Certain dishes such as lǔ ròu fàn, a classic Taiwanese comfort food of stewed fatty pork served with an egg braised in the gravy, taste better seated and hunched over your bowl. Let not one whiff of it mouthwatering aroma escape.

You’d think we would have had enough of doughy snacks after all those buns and dumplings. But we can never get enough of carbohydrates, not at a Taiwanese yèshì, not when we are here for so brief a visit.

Next up we decide to bypass the stalls offering zhū jiǎo xiārén gēng (pig trotter and shrimp soup) or the ubiquitous ô-á-chian (Taiwanese oyster omelettes slathered with a sweet sauce).

Instead we make a beeline for the cōng yóubǐng stall. The vendor seems to be taking a breather; there are no lines.

Generally it’s a good tip to look out for a long queue: Taiwanese, just like their Japanese counterparts, are more than happy to wait for hours for the best eats on the street. However, we don’t always have to follow the flow. Sometimes we just want what we want.

You can smell the aroma of Taiwan-style 'cōng yóubǐng' (scallion pancakes) from stalls away
You can smell the aroma of Taiwan-style 'cōng yóubǐng' (scallion pancakes) from stalls away

We are rewarded for trusting our gut instinct (quite literally listening to our now heavy bellies) with crispy and fragrant scallion pancakes. Unlike the version in China where the cōng yóubǐng is pan fried and a tad too doughy, Taiwan’s version of these unleavened flatbreads is deep fried and crispy.

Our fingers are soon sticky with the scallion-scented oil – all the better to lick them clean, down to every last drop.

Every street food crawl is unique. Sometimes we opt for chaomiàn (Taiwan-style fried noodles) first, then some dǐng biān cuò (potside sticker soup) to chase it.

Other times we embrace our status as tourists and go for gimmicky snacks such as the yíngyǎng sānmíngzhì or Nutritious Sandwich. Our arteries clog up just remembering every bite of the deep-fried bun filled with stewed duck eggs, ham, sliced cucumber and tomato, and copiously drenched in salad dressing.

We have a habit of always finishing our yèshì adventure with a tour of the seafood options.
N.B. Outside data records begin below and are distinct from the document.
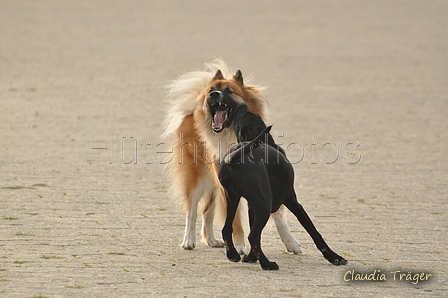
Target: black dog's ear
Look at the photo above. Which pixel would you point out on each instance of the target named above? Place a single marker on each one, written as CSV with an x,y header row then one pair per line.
x,y
218,76
238,77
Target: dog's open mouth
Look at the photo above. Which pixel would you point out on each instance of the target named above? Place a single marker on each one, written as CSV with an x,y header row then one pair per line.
x,y
220,113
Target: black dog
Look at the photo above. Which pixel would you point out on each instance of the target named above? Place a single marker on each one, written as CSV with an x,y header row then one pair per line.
x,y
258,170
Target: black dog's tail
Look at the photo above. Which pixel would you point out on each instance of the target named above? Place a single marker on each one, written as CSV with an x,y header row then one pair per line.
x,y
239,153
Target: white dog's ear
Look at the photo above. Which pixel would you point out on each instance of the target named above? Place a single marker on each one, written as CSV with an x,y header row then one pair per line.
x,y
218,76
238,77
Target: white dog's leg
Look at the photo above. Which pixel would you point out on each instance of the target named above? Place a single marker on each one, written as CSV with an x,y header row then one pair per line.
x,y
291,244
190,224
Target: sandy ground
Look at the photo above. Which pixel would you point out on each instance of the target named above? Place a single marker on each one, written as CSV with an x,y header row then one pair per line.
x,y
365,81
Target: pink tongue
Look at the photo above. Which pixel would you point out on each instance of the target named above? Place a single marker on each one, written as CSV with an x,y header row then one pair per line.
x,y
219,119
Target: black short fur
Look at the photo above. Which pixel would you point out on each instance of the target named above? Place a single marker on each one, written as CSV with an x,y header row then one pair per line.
x,y
258,170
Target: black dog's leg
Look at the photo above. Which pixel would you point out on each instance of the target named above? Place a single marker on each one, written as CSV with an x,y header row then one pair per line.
x,y
232,204
250,258
261,217
306,222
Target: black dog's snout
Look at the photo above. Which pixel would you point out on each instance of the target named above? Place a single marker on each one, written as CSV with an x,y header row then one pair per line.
x,y
215,95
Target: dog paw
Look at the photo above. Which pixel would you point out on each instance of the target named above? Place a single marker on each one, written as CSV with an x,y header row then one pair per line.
x,y
270,266
250,258
215,243
233,256
240,249
188,244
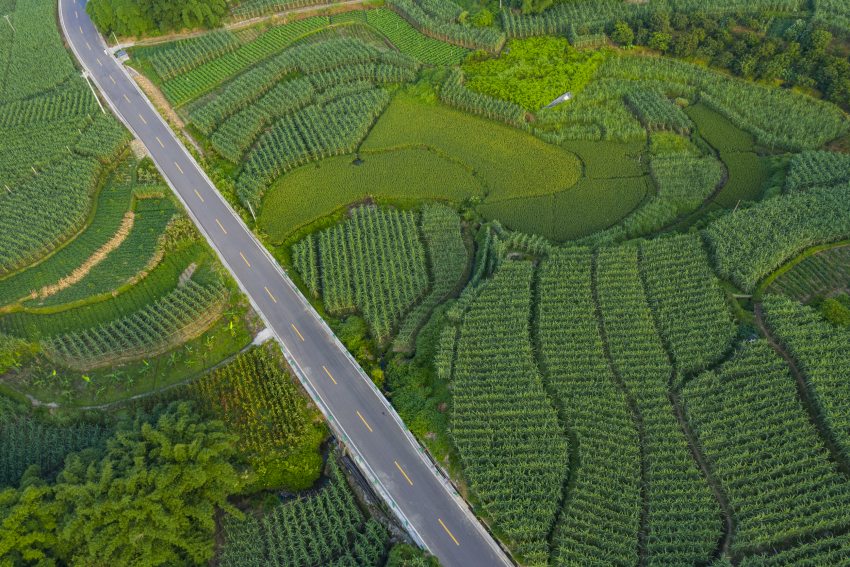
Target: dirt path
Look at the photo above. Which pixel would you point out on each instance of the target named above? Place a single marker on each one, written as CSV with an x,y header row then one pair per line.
x,y
343,6
637,416
99,256
805,395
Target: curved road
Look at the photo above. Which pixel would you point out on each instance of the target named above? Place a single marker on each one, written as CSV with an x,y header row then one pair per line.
x,y
383,448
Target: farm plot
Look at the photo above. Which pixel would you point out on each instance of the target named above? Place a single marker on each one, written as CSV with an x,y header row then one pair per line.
x,y
314,133
684,182
37,60
822,274
374,263
257,399
447,258
26,441
748,244
687,301
405,176
413,43
181,56
683,519
183,314
596,15
747,412
438,19
822,352
510,163
817,169
600,518
200,80
515,459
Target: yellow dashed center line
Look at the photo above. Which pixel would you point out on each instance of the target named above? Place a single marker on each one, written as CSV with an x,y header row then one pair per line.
x,y
363,419
401,470
297,332
328,372
451,535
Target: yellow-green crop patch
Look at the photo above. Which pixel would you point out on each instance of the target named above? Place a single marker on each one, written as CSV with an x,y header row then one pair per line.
x,y
404,175
509,162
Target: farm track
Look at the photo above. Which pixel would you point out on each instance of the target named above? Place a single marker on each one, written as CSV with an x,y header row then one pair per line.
x,y
421,495
241,24
725,543
633,409
805,394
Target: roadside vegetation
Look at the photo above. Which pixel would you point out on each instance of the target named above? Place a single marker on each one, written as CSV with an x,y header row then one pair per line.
x,y
620,322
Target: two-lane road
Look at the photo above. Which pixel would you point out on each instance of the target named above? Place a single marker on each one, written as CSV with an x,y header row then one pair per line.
x,y
372,431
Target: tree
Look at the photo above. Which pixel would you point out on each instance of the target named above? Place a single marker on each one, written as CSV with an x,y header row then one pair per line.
x,y
660,41
148,499
151,499
142,17
28,522
623,34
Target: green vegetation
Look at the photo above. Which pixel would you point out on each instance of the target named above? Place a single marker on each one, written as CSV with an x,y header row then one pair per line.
x,y
447,258
821,274
440,19
817,169
411,42
204,78
26,441
516,462
325,528
374,263
687,301
454,93
137,18
509,163
178,460
752,398
278,433
533,72
181,315
828,550
403,176
121,240
293,141
682,522
176,58
748,244
657,112
820,350
600,517
684,182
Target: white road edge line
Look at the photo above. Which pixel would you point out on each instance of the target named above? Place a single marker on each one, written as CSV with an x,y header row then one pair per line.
x,y
464,506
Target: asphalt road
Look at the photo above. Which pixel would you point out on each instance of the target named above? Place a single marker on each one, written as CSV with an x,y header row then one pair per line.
x,y
382,447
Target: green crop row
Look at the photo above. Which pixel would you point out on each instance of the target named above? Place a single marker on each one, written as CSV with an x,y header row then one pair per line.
x,y
683,520
515,461
600,518
775,470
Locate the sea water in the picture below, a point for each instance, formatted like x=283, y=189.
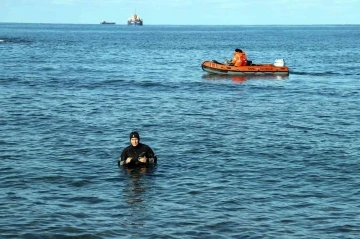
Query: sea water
x=238, y=157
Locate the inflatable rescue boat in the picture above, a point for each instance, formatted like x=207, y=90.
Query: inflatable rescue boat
x=277, y=68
Usually there’s an entire section of the night market dedicated to the bounty of the ocean: clams and oysters, mussels and scallops, crabs and shrimp, squid and octopus, and plenty of fresh fish, all resting on a throne of ice.

These can be barbecued or broiled, served in a starchy soup or baked en Papillote, the French way. Tonight these options seem too fussy for some reason.

Cooking handmade 'shī mù yú wán' (milkfish balls) in a large wok
Cooking handmade 'shī mù yú wán' (milkfish balls) in a large wok

Then we noticed an elderly shūshu (uncle) blanching dozens of fish balls in a large wok. These yú wán are all handmade from freshly deboned shī mù (milkfish), he tells us, which accounts for their bouncy or “QQ” texture despite using only a little cornstarch to bind them.

They taste gorgeous. Some of their flavour must come from watching the shūshu in action, cooking so many yú wán, and some of it from the story he’s telling us of their provenance. Not everything in a yèshì hails from a factory, though that’s increasingly the case. You can taste the difference.

There’s nothing quite like street food in Taiwan. We always hunt it down first when we land; it’s a tradition.

Much of the allure is never knowing what we’ll chance on. The night is full of surprises. Sometimes just when we think we’re done for the evening, our waistlines stretched and straining, we see or smell or hear something and we think, why not one more?

Hot and crunchy 'dà jī pái' – large, flattened pieces of deep fried chicken
Hot and crunchy 'dà jī pái' – large, flattened pieces of deep fried chicken

Before its hot juices even coat our tongues, the crunch of the dà jī pái – large, flattened pieces of deep fried chicken – is ambrosial, the sound of our sin of gluttony. We thought we had finished for the night. Gladly, deliciously, we thought wrong.